Why I Chose Acupuncture School...
I get asked often, why I decided to go back to school with a full practice, where I already stick needles in clients. The answer I’ve found myself returning to over and over again was:
Integrity
Beginning in 2009, I developed a passion for needling. I pursued learning every aspect of dry needling (Western Needling) that I could. I spent about two years flying back and forth to Brighton CO to learn about how each the physical body responds to needling and how to safely apply needling to every part of the body. I was invested in grasping every bit of knowledge I could about this technique. By 2012, I was a very competent dry needler and it became a specialty in my practice.
Between 2012 and 2017, I refined my craft. I started needling in more gentle ways. I started to connect intently to the energy of the body. When I connected with the tissue through the needle, I developed the feeling of a sacred, almost ritualistic endeavor. Rather than forcing the body to find the optimal function and comfort that the client and even myself might have desired, I was having a conversation with the body, learning about where it needed a gentle push, a little stimulation to ascend to the next level.
The client’s pain and symptoms began to dissipate, but they started to feel better within themselves.
This is not something I’d experienced with pure myofascial needling. The difference in my technique wasn’t in the needle placement or manipulation so much as it was in the intention and the connection. I dusted off my notes from Oriental Medicine, a class I loved in Massage School more than any other with a teacher, Dottie Fong, who I admired more than any other and I began to study. The energy I felt was qi, running along the meridians.
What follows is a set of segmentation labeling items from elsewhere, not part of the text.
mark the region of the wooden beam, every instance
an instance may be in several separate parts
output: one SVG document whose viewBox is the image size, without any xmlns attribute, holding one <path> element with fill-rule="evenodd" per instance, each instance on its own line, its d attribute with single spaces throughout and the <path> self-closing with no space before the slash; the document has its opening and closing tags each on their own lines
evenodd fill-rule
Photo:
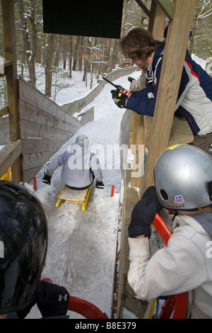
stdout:
<svg viewBox="0 0 212 333">
<path fill-rule="evenodd" d="M 171 0 L 155 0 L 156 2 L 160 6 L 163 11 L 171 21 L 174 17 L 175 5 Z M 188 1 L 188 0 L 187 0 Z"/>
<path fill-rule="evenodd" d="M 177 0 L 169 26 L 141 194 L 154 184 L 154 166 L 168 146 L 195 3 Z"/>
<path fill-rule="evenodd" d="M 7 80 L 10 140 L 16 142 L 18 139 L 18 128 L 16 84 L 17 61 L 14 13 L 15 2 L 16 1 L 14 1 L 14 0 L 1 0 L 5 58 L 7 61 L 11 62 L 11 64 L 5 68 Z M 20 181 L 20 160 L 18 155 L 17 159 L 13 161 L 13 165 L 11 164 L 12 180 L 17 183 L 19 183 Z"/>
<path fill-rule="evenodd" d="M 0 151 L 0 178 L 21 154 L 21 141 L 9 141 Z"/>
<path fill-rule="evenodd" d="M 136 2 L 138 4 L 138 5 L 140 6 L 141 8 L 142 11 L 144 11 L 144 13 L 148 16 L 148 17 L 150 17 L 151 16 L 151 11 L 147 8 L 146 6 L 146 4 L 142 0 L 136 0 Z"/>
<path fill-rule="evenodd" d="M 5 58 L 6 59 L 5 64 L 8 64 L 5 67 L 5 73 L 7 79 L 10 135 L 11 141 L 16 141 L 18 138 L 16 86 L 16 43 L 14 6 L 11 4 L 11 2 L 1 0 Z"/>
<path fill-rule="evenodd" d="M 159 6 L 155 0 L 152 0 L 151 13 L 148 30 L 152 33 L 153 38 L 157 40 L 163 40 L 166 18 L 167 16 L 160 6 Z"/>
<path fill-rule="evenodd" d="M 3 108 L 0 108 L 0 117 L 3 117 L 3 115 L 7 115 L 8 113 L 8 105 L 3 106 Z"/>
</svg>

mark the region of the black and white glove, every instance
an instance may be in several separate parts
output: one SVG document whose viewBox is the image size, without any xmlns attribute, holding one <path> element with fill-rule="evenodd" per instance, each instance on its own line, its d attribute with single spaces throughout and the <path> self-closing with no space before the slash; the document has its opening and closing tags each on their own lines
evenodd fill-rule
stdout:
<svg viewBox="0 0 212 333">
<path fill-rule="evenodd" d="M 162 208 L 156 196 L 155 186 L 150 186 L 142 196 L 131 213 L 131 220 L 128 227 L 129 237 L 136 237 L 144 235 L 148 238 L 151 235 L 151 225 L 157 213 Z"/>
<path fill-rule="evenodd" d="M 97 188 L 103 188 L 105 185 L 103 184 L 102 181 L 97 181 L 95 182 L 95 187 Z"/>
<path fill-rule="evenodd" d="M 126 108 L 126 101 L 128 96 L 122 94 L 117 90 L 112 90 L 112 98 L 114 103 L 120 108 Z"/>
<path fill-rule="evenodd" d="M 42 182 L 45 183 L 46 184 L 50 185 L 51 184 L 51 176 L 48 176 L 45 172 L 45 176 L 42 179 Z"/>
</svg>

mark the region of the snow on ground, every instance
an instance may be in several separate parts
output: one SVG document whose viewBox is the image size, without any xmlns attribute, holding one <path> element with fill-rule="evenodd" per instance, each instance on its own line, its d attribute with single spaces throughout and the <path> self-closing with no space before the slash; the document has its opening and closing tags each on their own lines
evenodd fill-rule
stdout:
<svg viewBox="0 0 212 333">
<path fill-rule="evenodd" d="M 136 72 L 131 77 L 136 79 L 139 74 Z M 127 76 L 114 83 L 126 88 L 130 84 Z M 56 207 L 57 195 L 64 186 L 60 179 L 61 168 L 55 171 L 50 186 L 37 181 L 35 192 L 43 203 L 49 219 L 49 247 L 42 276 L 65 286 L 70 295 L 95 305 L 109 318 L 112 305 L 121 189 L 119 130 L 125 112 L 125 109 L 122 110 L 114 103 L 110 94 L 112 89 L 107 84 L 96 98 L 87 106 L 86 110 L 95 107 L 94 120 L 80 128 L 46 163 L 37 178 L 42 179 L 52 158 L 69 149 L 76 137 L 83 134 L 89 137 L 90 150 L 100 159 L 105 185 L 114 185 L 114 196 L 110 197 L 110 188 L 97 189 L 93 184 L 86 210 L 82 210 L 79 203 L 66 201 Z M 76 99 L 75 96 L 74 86 L 69 88 L 66 103 Z M 56 101 L 62 102 L 59 96 Z M 33 190 L 33 183 L 25 186 Z M 70 318 L 82 318 L 73 312 L 69 314 Z M 40 317 L 36 306 L 28 316 L 28 318 Z"/>
</svg>

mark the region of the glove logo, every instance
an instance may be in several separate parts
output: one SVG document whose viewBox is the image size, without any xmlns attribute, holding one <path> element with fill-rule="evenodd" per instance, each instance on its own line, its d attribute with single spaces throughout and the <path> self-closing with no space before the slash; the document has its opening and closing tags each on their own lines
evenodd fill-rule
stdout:
<svg viewBox="0 0 212 333">
<path fill-rule="evenodd" d="M 61 302 L 62 300 L 67 300 L 67 298 L 68 298 L 67 294 L 65 294 L 64 296 L 61 294 L 60 294 L 58 296 L 58 300 L 59 300 L 59 302 Z"/>
<path fill-rule="evenodd" d="M 177 203 L 182 203 L 184 202 L 184 200 L 182 198 L 182 194 L 179 194 L 179 196 L 175 196 L 175 202 Z"/>
</svg>

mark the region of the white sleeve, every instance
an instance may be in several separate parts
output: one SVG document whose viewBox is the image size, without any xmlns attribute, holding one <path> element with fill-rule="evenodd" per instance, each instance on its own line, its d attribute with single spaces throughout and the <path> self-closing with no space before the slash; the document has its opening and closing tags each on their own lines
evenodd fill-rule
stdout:
<svg viewBox="0 0 212 333">
<path fill-rule="evenodd" d="M 207 278 L 204 254 L 180 229 L 151 257 L 148 238 L 129 238 L 128 282 L 141 299 L 188 291 Z"/>
</svg>

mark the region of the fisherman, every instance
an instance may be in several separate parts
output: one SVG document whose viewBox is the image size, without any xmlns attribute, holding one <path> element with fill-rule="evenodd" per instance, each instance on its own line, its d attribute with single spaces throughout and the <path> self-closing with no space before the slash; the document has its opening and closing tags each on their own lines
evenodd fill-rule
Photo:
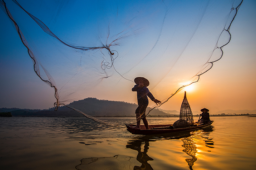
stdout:
<svg viewBox="0 0 256 170">
<path fill-rule="evenodd" d="M 200 114 L 199 119 L 198 119 L 198 121 L 200 121 L 200 124 L 203 123 L 206 124 L 207 123 L 211 122 L 210 120 L 210 114 L 209 113 L 209 110 L 204 108 L 201 109 L 201 112 L 202 113 Z M 200 117 L 202 116 L 202 118 L 200 119 Z"/>
<path fill-rule="evenodd" d="M 149 82 L 144 77 L 138 77 L 135 78 L 134 82 L 136 85 L 132 89 L 133 92 L 137 92 L 137 99 L 139 105 L 135 111 L 137 125 L 133 129 L 141 129 L 141 119 L 142 119 L 146 129 L 149 129 L 148 121 L 146 119 L 146 109 L 148 105 L 148 96 L 157 104 L 161 103 L 161 101 L 155 98 L 147 87 L 149 85 Z"/>
</svg>

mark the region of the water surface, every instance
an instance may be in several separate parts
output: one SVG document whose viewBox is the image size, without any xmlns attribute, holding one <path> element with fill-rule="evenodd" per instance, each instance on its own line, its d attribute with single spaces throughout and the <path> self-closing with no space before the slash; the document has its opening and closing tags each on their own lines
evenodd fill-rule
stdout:
<svg viewBox="0 0 256 170">
<path fill-rule="evenodd" d="M 194 118 L 195 120 L 197 118 Z M 254 170 L 256 117 L 211 117 L 208 128 L 133 135 L 84 117 L 0 118 L 2 169 Z M 149 118 L 150 124 L 178 118 Z M 101 118 L 134 123 L 135 118 Z"/>
</svg>

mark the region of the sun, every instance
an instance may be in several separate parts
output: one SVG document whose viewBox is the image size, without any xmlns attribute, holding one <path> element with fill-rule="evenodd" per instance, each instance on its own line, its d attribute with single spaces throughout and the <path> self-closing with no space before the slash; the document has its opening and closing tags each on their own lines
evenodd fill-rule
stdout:
<svg viewBox="0 0 256 170">
<path fill-rule="evenodd" d="M 187 92 L 192 92 L 193 91 L 195 87 L 193 84 L 184 88 L 184 90 Z"/>
</svg>

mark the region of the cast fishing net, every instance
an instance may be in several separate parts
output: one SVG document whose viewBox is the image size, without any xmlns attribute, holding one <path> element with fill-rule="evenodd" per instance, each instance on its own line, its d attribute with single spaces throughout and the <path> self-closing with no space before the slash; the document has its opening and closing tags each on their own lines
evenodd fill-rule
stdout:
<svg viewBox="0 0 256 170">
<path fill-rule="evenodd" d="M 54 89 L 56 109 L 90 97 L 135 103 L 131 89 L 137 77 L 148 79 L 150 92 L 164 103 L 221 58 L 242 3 L 0 2 L 35 72 Z"/>
</svg>

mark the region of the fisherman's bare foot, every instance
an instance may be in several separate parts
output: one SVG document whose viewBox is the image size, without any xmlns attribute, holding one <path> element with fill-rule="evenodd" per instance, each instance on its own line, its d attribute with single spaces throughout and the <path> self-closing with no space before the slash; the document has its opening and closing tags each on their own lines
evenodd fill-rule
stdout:
<svg viewBox="0 0 256 170">
<path fill-rule="evenodd" d="M 141 127 L 138 127 L 137 126 L 132 127 L 131 128 L 132 129 L 134 130 L 141 130 Z"/>
</svg>

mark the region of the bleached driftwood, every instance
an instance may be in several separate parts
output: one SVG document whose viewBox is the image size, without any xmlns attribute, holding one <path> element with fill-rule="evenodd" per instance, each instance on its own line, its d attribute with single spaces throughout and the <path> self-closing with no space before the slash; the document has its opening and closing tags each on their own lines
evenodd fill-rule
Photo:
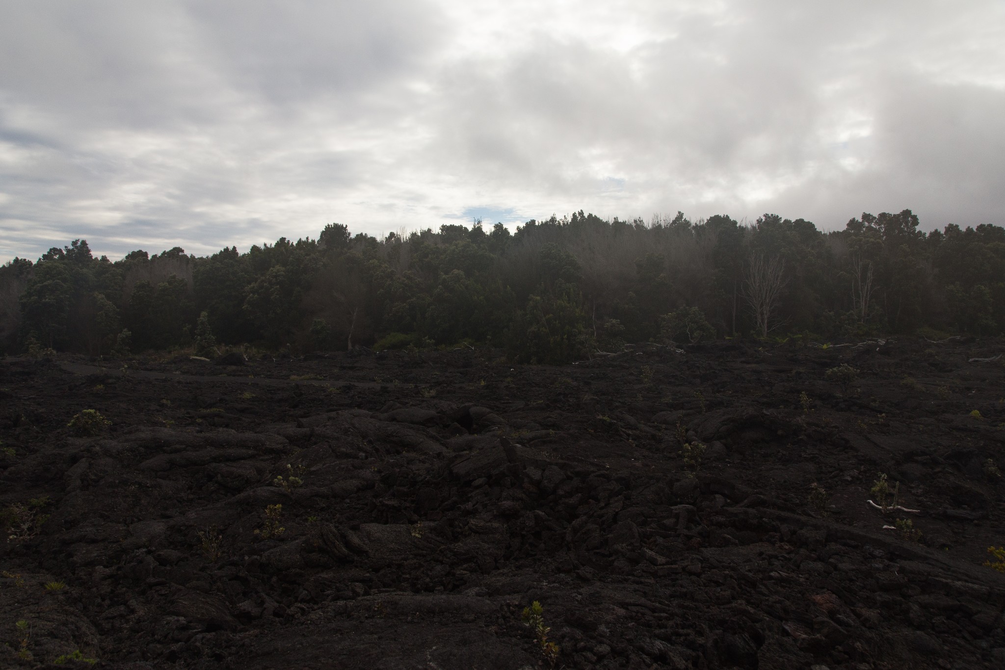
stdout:
<svg viewBox="0 0 1005 670">
<path fill-rule="evenodd" d="M 900 505 L 892 505 L 891 507 L 883 507 L 881 505 L 877 505 L 876 503 L 872 502 L 871 500 L 866 500 L 865 502 L 869 503 L 870 505 L 872 505 L 873 507 L 875 507 L 876 509 L 878 509 L 881 512 L 888 512 L 888 511 L 893 511 L 893 510 L 899 510 L 899 511 L 902 511 L 902 512 L 914 512 L 914 513 L 917 514 L 918 512 L 922 511 L 921 509 L 908 509 L 907 507 L 901 507 Z"/>
</svg>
Shortly thereafter, I began to study and eventually serve as a teaching assistant to a true Acupuncture Master, Ken Koles. I got to know the meridians, energy centers and developed a handle on the understanding of Chinese Medicine. I was toying with the ridiculous idea of going back to school to study acupuncture. One day after class, while eating rice bowls together, I asked him about the buzz I’d been feeling. After a short chat, he said the one thing he wished he could have done was go to acupuncture school (he learned in the day of the apprenticeship programs). And with that, I made the most difficult decision I had to make which was to take a break from learning from and teaching with Ken and go to school.
I realized that for several years, I’d been using needles as an instrument of healing on all levels of body, mind, spirit, and emotion, not just the body. It no longer felt right for me to call myself a Dry Needler or a Western Needler or a PT who needles.
Chinese Medicine and Theory had become a lifestyle that was birthed inside of me long before I committed to acupuncture school.
On the other side of school, so many years after I inserted my first needle into a body, what I feel inside myself is integrity. And that made it all worth it.